Ogg has struggled for the last few years to recommend the best format to provide caption and subtitle support for Ogg Theora. The OGM fork had a firm focus on using subtitles in SRT, SSA or VobSub format. However, in Ogg we have always found these too simplistic and wanted a more comprehensive solution. The main aim was to have timed text included into the video stream in a time-aligned fashion. Writ, CMML, and now Kate all do this. And yet, we have still not defined which is the one format that we want everybody to support as the caption/subtitle format.

With Ogg Theora having been chosen by Mozilla as the baseline video codec for Firefox and the HTML5 <video> tag, Mozilla is looking to solve this problem in a community fashion: the solution needs to be acceptable to Xiph, supported by Opera who are also experimenting with Ogg Theora, and ultimately provide a proposal to the W3C and WHATWG that can sensibly be included into HTML5.

As a first step in this direction, Mozilla have contracted me to analyse the situation and propose a way forward.

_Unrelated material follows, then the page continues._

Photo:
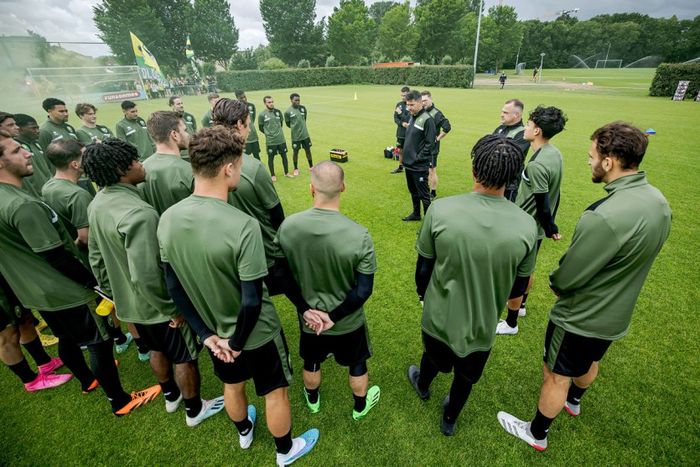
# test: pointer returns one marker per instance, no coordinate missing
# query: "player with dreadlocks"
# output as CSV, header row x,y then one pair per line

The contract goes beyond simple captions and subtitles though: it analyses all accessibility requirements for video, which includes audio annotations for the blind, sign language video tracks, and also transcripts, karaoke, and metadata tracks as more generic timed text example tracks. The analysis will thus be about how to enable a framework for creating a timed text track in Ogg and which concrete formats should be supported for each of the required functionalities.

While I can do much of the analysis myself, a decision on how to move forward can only be made with lots of community input. The whole process of this analysis will therefore be an open one with information being collected on the Mozilla Wiki, see .

An open mailing list is also set up at Xiph to create a discussion forum for video accessibility: Join there if you’d like to provide input. I am particularly keen for people with disabilities to join because we need to get it right for them!

I am very excited about this project and feel honoured for being supported to help solve accessibility issues for Ogg and Firefox! Let’s get it right!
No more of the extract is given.